Właśnie na powyższe dwie patologie zwracają uwagę Pius XI i Benedykt XVI. Ten pierwszy przestrzega w swej encyklice przed bezkrytyczną wiarą w rynek. Pius XI zarysowuje jednocześnie koncepcję systemu gospodarczego – korporacjonizmu, który nie tłumiłby prywatnej przedsiębiorczości (jak robi to socjalizm), jednocześnie poddając działania graczy rynkowych zewnętrznej kontroli. Zdaniem papieża najważniejszą częścią tego procesu jest zapewnienie pracownikom możliwości współpracy z pracodawcami, która jest jedyną możliwością do zrównoważonego rozwoju przedsiębiorstw i całych gospodarek.

Powszechne przeznaczenie dóbr

Benedykt XVI, w pełni zgadzając się z powyższymi koncepcjami Piusa XI, nawiązuje również do zasady powszechnego przeznaczenia dóbr, zgodnie z którą wszystkie istniejące rzeczy mają podwójny charakter. Zasada ta wskazuje jasno, iż – przy zachowaniu niezbywalnych praw własności – nikt nie może rościć sobie prawa do używania przedmiotów wbrew ich przeznaczeniu. Ostatecznie bowiem to nie człowiek, a Bóg stworzył wszystko, czego my jesteśmy jedynie depozytariuszami na tym świecie.

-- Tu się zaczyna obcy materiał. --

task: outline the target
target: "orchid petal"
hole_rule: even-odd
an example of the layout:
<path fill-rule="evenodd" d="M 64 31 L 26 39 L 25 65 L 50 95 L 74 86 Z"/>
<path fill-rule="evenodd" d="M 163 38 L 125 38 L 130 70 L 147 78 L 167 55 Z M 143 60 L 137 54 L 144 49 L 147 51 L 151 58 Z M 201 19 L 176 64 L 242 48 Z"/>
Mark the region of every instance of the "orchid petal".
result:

W powyższym kontekście Benedykt XVI głośno krytykuje zarówno całe państwa, jak i same przedsiębiorstwa, które burzą ład społeczny wykorzystując tanią siłę roboczą w krajach Trzeciego Świata. Kończąc artykuł mógłbym wspomnieć za Benedyktem o społecznej odpowiedzialności biznesu, jednak chciałbym przypomnieć rzecz znacznie ważniejszą.

Nic o nas bez nas

Nie jest winą wyłącznie biznesu owo nieludzkie traktowanie ludzi w krajach azjatyckich i afrykańskich, postępująca degradacja środowiska naturalnego oraz niszczenie podstawowych komórek społecznych. Bezpośrednim winowajcą nadchodzącego potężnego kryzysu jesteśmy my wszyscy – zaślepieni konsumpcyjnym materializmem nabywcy kolejnego zbędnego smartfona, mikrofalówki i stucalowych telewizorów. Zachłysnąwszy się bowiem nagłym uzyskaniem dostępu do towarów, o których nasi rodzice nawet nie marzyli, przestaliśmy w ogóle myśleć o istocie zakupów. Wchodząc do sklepu wyłączamy mózg, biernie podążając za wskazówkami otrzymanymi w reklamie i w rozmowie ze znajomymi.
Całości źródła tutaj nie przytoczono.